Cancer in Alaskan Indians, Eskimos, and Aleuts, 1969-83: implications for etiology and control
Anne P. Lanier
Cancer in Alaskan Indians, Eskimos, and Aleuts, 1969-83: Implications for Etiology and Control
The authors collected and analyzed cancer incidence data for Alaska Natives (Indians, Eskimos, and Aleuts) for the 15-year period 1969-83 by ethnic and linguistic groups. Compared with U.S. whites, observed-to-expected ratios are high in more than one ethnic group for cancer of the nasopharynx, salivary gland, liver, gallbladder, and cervix. Low ratios were found for cancer of the breast, uterus, bladder, and melanoma.
In Alaska, Eskimos have the highest risk for cancer of the esophagus and liver and the lowest risk for breast and prostate cancer. Risk for multiple myeloma in Indian men in Alaska exceeds not only those of other Native groups in Alaska but that in U.S. whites as well. Despite the short period studied, increases in cancer incidence over time can be documented for lung cancer in Eskimo men and women combined, and for cervical cancer, especially in Indian women.

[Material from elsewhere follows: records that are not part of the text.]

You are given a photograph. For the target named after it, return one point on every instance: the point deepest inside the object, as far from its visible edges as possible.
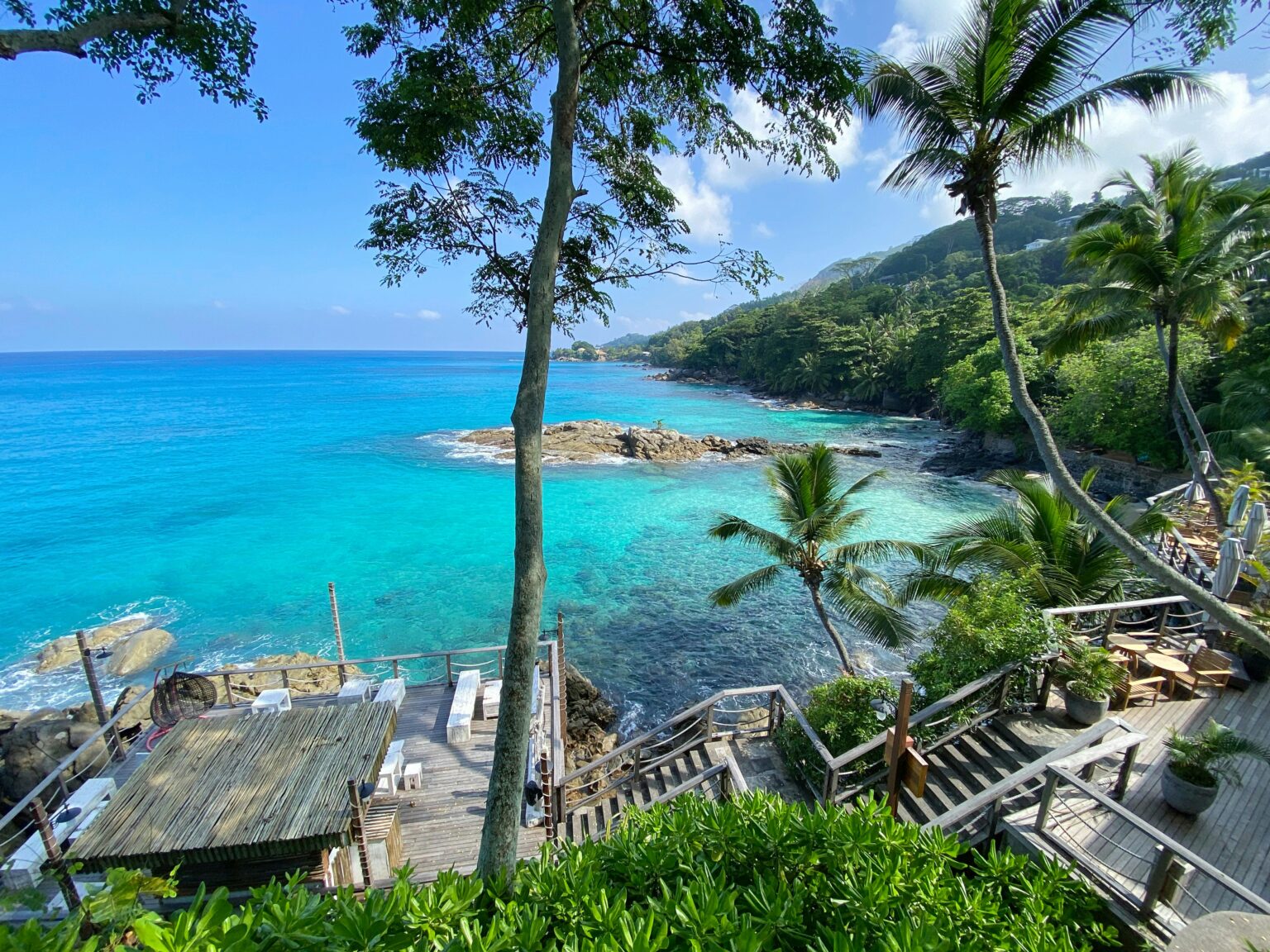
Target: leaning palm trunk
(1180, 407)
(1142, 558)
(824, 615)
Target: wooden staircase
(658, 783)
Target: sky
(189, 225)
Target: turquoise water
(222, 492)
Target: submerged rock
(583, 440)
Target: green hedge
(755, 873)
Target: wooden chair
(1206, 669)
(1141, 689)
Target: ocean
(218, 493)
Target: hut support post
(900, 744)
(56, 864)
(355, 801)
(113, 740)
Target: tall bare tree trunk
(1180, 407)
(833, 632)
(500, 831)
(1142, 558)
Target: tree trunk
(833, 632)
(500, 831)
(1142, 558)
(1180, 405)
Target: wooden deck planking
(1234, 834)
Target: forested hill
(912, 331)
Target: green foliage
(1208, 757)
(741, 876)
(212, 42)
(1090, 672)
(976, 393)
(993, 623)
(1113, 395)
(841, 715)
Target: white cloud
(1226, 132)
(706, 211)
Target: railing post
(1047, 800)
(54, 850)
(113, 740)
(1122, 781)
(1163, 883)
(545, 783)
(357, 829)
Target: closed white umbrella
(1253, 528)
(1239, 506)
(1229, 560)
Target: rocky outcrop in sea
(583, 440)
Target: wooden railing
(1148, 873)
(978, 817)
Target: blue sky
(187, 225)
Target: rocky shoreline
(585, 440)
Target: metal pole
(355, 801)
(334, 618)
(113, 740)
(54, 850)
(900, 744)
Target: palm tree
(1038, 536)
(818, 516)
(1012, 89)
(1180, 249)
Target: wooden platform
(441, 823)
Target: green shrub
(748, 875)
(993, 623)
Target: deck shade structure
(1229, 560)
(243, 788)
(1253, 528)
(1239, 506)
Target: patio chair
(1141, 689)
(1206, 669)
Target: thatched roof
(241, 786)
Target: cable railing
(1152, 876)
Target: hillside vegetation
(914, 331)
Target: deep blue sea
(222, 492)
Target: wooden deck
(441, 824)
(1234, 834)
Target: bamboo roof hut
(246, 796)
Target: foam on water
(220, 493)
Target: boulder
(64, 651)
(35, 748)
(139, 651)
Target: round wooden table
(1129, 646)
(1170, 665)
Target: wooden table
(1170, 665)
(1129, 646)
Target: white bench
(21, 869)
(489, 700)
(459, 727)
(391, 692)
(355, 692)
(272, 701)
(394, 763)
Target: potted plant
(1090, 677)
(1198, 763)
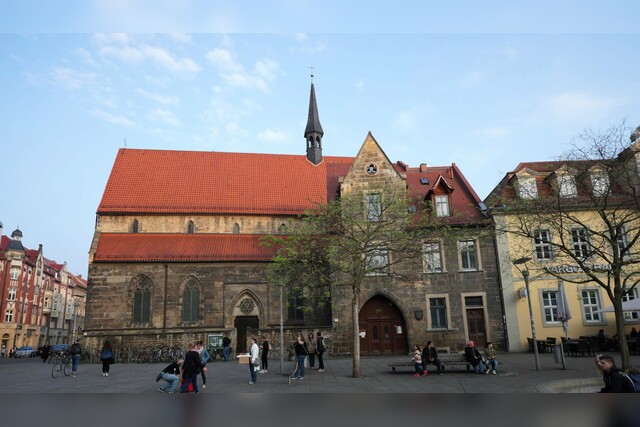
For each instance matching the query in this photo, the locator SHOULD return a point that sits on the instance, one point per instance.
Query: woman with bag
(106, 357)
(254, 360)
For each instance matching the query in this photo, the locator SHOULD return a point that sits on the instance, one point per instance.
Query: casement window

PREVIOUS REPORTS OF CANCER in Alaska Natives (Eskimos, Indians, and Aleuts) indicate that the overall incidence for cancer did not differ significantly from that of U.S. whites, while marked differences were found for specific cancer sites[1,2]. In addition, examination of data for the periods 1969-73 and 1974-78 revealed differences between ethnic groups in Alaska in cancer incidence patterns[2,3]. This paper includes incidence data for an additional period, 1979 to 1983, compares cancer frequencies in the three major groups of Alaska Natives–Indians, Eskimos, and Aleuts–and among linguistic subgroups, and examines trends over the 15-year period 1969 through 1983.
Materials and Methods
All Alaska Native patients with invasive cancer diagnosed from 1969 to 1983 who were residents of Alaska at the time of diagnosis have been registered in the Centers for Disease Control and Indian Health Service collaborative cancer surveillance project. Data before 1979 were collected in two 5-year retrospective surveys. From 1979 on, all cancer cases were identified as part of an ongoing surveillance project.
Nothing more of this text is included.